Çikolata gezisinin en heyecanlı tabii ki tadım bölümüydü. Godiva’nın ürünlerinin tadına tüm dünyada 7 şef karar veriyor. Bizim katıldığımız tadımı, bu şeflerin en kıdemlisi olan Belçikalı Thierry Muret yönetiyordu. Söylediğine göre Godiva yılda 30-40 yeni ürün çıkartıyormuş. Bu yeni ürünlere karar verirken, ülkelerin damak tatları göz önünde bulunduruluyormuş. Yeşil çay, gül yaprağı, zeytinyağı, pembe Himalaya tuzu, chili biber, bazı baharatlar katarak çok değişik çikolatalar üretiliyormuş.

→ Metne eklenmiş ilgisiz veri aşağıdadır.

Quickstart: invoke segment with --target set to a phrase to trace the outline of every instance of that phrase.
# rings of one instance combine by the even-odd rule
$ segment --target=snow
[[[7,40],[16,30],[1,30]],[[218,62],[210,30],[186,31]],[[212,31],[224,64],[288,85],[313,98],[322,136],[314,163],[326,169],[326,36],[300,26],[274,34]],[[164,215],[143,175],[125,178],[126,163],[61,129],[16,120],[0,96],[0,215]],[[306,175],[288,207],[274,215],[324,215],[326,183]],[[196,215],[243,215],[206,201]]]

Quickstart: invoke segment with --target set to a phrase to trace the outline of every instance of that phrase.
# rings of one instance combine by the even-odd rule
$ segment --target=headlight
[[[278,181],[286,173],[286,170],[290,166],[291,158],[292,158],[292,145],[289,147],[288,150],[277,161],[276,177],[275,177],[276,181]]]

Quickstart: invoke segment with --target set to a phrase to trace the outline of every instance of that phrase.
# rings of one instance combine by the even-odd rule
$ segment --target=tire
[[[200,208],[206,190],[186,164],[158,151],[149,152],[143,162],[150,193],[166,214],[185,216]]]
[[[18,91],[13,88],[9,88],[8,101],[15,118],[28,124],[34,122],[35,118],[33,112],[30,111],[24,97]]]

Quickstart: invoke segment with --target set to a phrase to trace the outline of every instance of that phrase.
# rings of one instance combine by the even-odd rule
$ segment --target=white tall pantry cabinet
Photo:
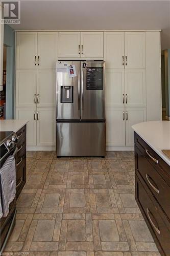
[[[159,30],[18,31],[16,55],[16,118],[29,120],[30,148],[55,145],[58,59],[106,61],[107,150],[133,149],[132,125],[161,119]]]
[[[29,120],[28,146],[56,144],[57,53],[57,32],[17,32],[15,116]]]

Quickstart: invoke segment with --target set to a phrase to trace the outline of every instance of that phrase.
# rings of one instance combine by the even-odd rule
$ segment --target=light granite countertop
[[[14,132],[16,133],[26,123],[28,119],[6,119],[0,121],[0,131],[2,132]]]
[[[170,121],[151,121],[137,123],[132,127],[170,165],[170,159],[162,151],[170,150]]]

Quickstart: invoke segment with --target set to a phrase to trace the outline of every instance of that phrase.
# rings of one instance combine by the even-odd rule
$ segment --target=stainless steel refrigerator
[[[76,76],[70,77],[70,67]],[[56,74],[57,157],[104,157],[105,61],[57,61]]]

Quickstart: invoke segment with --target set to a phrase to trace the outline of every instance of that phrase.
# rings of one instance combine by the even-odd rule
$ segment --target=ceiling
[[[170,48],[169,1],[21,1],[15,29],[162,29]]]

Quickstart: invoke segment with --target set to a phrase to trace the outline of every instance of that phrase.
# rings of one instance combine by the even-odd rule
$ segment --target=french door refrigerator
[[[57,157],[104,157],[105,61],[57,61],[56,72]]]

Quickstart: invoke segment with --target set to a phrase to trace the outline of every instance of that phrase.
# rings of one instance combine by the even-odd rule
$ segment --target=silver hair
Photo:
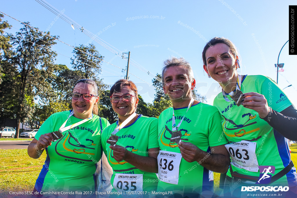
[[[164,67],[162,69],[162,84],[164,86],[164,73],[168,68],[173,66],[183,66],[186,68],[189,80],[192,83],[194,81],[194,74],[191,65],[186,59],[182,58],[177,58],[173,57],[164,61]]]

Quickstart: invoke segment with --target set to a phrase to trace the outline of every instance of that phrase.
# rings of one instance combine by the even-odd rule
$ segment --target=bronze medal
[[[56,142],[63,137],[63,134],[59,131],[52,132],[50,133],[52,134],[54,142]]]
[[[181,141],[181,132],[176,131],[172,132],[172,134],[170,138],[170,142],[175,142],[178,144]]]
[[[111,135],[106,141],[106,142],[112,146],[114,146],[116,144],[118,140],[119,140],[119,136],[115,135]]]
[[[235,102],[235,104],[238,107],[241,105],[241,101],[243,98],[242,95],[242,91],[240,90],[236,89],[235,93],[233,95],[232,99]]]

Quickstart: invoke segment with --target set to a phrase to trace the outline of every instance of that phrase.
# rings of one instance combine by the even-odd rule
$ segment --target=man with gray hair
[[[217,108],[192,97],[195,80],[189,64],[174,57],[164,64],[163,89],[173,107],[159,118],[158,190],[197,197],[205,191],[213,191],[212,171],[228,170],[227,142]]]

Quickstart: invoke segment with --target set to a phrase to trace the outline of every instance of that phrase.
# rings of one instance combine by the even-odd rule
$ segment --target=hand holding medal
[[[255,110],[260,118],[265,118],[268,115],[269,107],[263,95],[255,92],[246,93],[244,95],[242,103],[244,107]]]
[[[109,144],[111,146],[115,146],[119,140],[119,136],[116,135],[116,134],[119,132],[120,129],[125,126],[129,122],[132,120],[132,119],[134,118],[136,115],[136,113],[134,112],[129,116],[128,118],[125,120],[125,121],[122,122],[121,124],[119,125],[118,125],[116,128],[115,129],[113,132],[111,133],[110,137],[106,141],[106,142]]]
[[[177,144],[180,143],[181,142],[181,132],[180,131],[172,132],[170,142],[175,142]]]
[[[59,139],[62,138],[63,137],[63,134],[59,131],[52,132],[50,133],[53,136],[53,138],[54,142],[56,142]]]
[[[111,135],[106,141],[106,142],[111,146],[115,146],[119,140],[119,136],[115,135]]]

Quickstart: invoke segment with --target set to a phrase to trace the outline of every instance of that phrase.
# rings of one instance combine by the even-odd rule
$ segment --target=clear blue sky
[[[288,39],[289,5],[296,2],[222,0],[47,2],[63,10],[84,29],[97,34],[119,51],[130,51],[131,58],[143,71],[130,62],[129,72],[146,82],[151,83],[153,78],[148,72],[154,75],[160,73],[163,62],[167,58],[184,57],[193,69],[198,92],[206,96],[210,104],[221,89],[217,83],[207,77],[203,69],[201,54],[206,42],[215,37],[229,39],[241,55],[239,73],[263,75],[276,81],[274,64]],[[74,30],[61,18],[56,18],[56,15],[35,1],[3,1],[1,4],[0,11],[21,21],[29,21],[41,31],[48,28],[51,35],[59,35],[60,39],[71,45],[86,44],[90,39],[80,31]],[[10,32],[15,33],[23,26],[7,17],[4,20],[13,26]],[[93,43],[105,61],[125,69],[127,59],[121,59],[94,41]],[[54,49],[59,53],[72,56],[73,48],[61,43],[58,42]],[[282,88],[293,85],[284,91],[295,106],[296,60],[296,56],[288,55],[287,44],[279,57],[279,63],[285,64],[285,71],[280,73],[279,84]],[[69,58],[61,55],[57,57],[57,64],[71,68],[70,62]],[[112,85],[126,75],[121,69],[105,62],[102,68],[101,76],[106,84]],[[139,93],[145,101],[151,102],[154,88],[132,74],[129,76],[130,80],[136,83]]]

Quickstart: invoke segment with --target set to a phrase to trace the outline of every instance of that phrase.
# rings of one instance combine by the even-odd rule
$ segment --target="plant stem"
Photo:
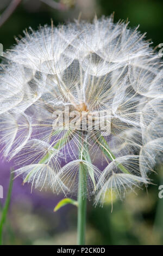
[[[77,244],[85,245],[85,233],[86,215],[86,198],[83,197],[83,190],[86,189],[86,184],[84,178],[84,170],[81,165],[79,174],[78,187],[78,231]]]
[[[8,192],[7,199],[5,202],[4,206],[2,210],[2,217],[1,217],[1,219],[0,221],[0,245],[2,245],[3,227],[5,222],[6,217],[7,217],[7,215],[8,213],[10,202],[11,192],[12,192],[12,184],[13,184],[13,177],[14,177],[14,175],[12,173],[11,173],[10,175],[10,179]]]

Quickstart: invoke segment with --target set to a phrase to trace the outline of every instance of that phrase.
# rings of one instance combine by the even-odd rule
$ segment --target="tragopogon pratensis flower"
[[[103,204],[149,182],[163,148],[160,58],[112,17],[32,28],[5,54],[1,142],[32,187]]]

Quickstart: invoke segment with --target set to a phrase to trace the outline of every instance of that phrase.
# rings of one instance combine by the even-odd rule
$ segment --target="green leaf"
[[[5,200],[4,206],[2,209],[1,219],[0,221],[0,245],[2,245],[2,233],[3,225],[5,222],[7,215],[11,200],[11,192],[13,184],[13,173],[11,173],[8,192]]]
[[[71,199],[71,198],[65,198],[64,199],[62,199],[57,204],[54,209],[54,212],[57,212],[57,211],[60,209],[61,207],[63,207],[68,204],[78,206],[78,202],[77,201]]]

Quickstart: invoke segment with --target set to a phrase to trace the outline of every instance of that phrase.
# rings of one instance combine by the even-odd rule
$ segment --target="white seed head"
[[[162,65],[145,34],[114,23],[30,28],[4,54],[2,151],[32,187],[103,204],[149,182],[162,159]],[[80,192],[81,192],[80,191]]]

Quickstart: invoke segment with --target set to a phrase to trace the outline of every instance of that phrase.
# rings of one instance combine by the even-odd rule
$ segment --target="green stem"
[[[79,187],[78,187],[78,231],[77,244],[78,245],[85,245],[85,234],[86,226],[86,198],[83,197],[83,189],[86,189],[86,184],[84,182],[84,170],[82,165],[79,168]],[[85,187],[85,188],[84,188]],[[85,190],[85,189],[84,190]]]
[[[0,221],[0,245],[2,245],[2,233],[3,233],[3,225],[5,223],[6,220],[7,215],[8,211],[8,209],[10,202],[11,192],[13,184],[13,174],[10,175],[10,183],[9,186],[8,192],[7,197],[7,199],[5,202],[4,206],[3,208],[2,212],[2,217]]]

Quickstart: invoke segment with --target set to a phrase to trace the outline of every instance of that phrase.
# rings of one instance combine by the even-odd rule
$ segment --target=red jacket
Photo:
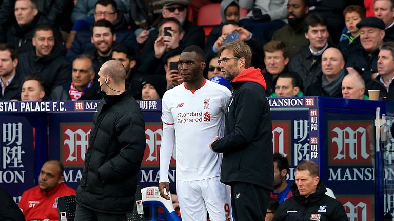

Godiva’nın yeni koleksiyonundaki çikolataları tararken kendimden geçtiğimi söyleyebilirim. Kiminde çay ve meyve tadı, kiminde kahve çağrışımları, kiminde kek dokusu, kiminde kışın simgesi kestanenin tadı, kiminde fındık kiminde portakal tadı vardı. Tabii bir de bunları dünyada ilk yiyenlerin arasında olmanın hazzı.
Dünya markası Godiva’nın Türk patronu Murat Ülker, gelecek ilgili planlarını şöyle özetledi: “Özellikle Kuzey Amerika’da mağazalarımızı insanların oturup yiyip içeceği kafeler haline getireceğiz. Bu, şu anda Türkiye ve Ortadoğu’da gerçekleştirdiğimiz bir uygulama. Mağazalarda pastalar, kekler, hamurlu ürünler de bulunacak. Yani sabah 10’dan akşam 10’a kadar yenebilecek ürünlerle zenginleştirebileceğimiz mönüler hazırlanacak.”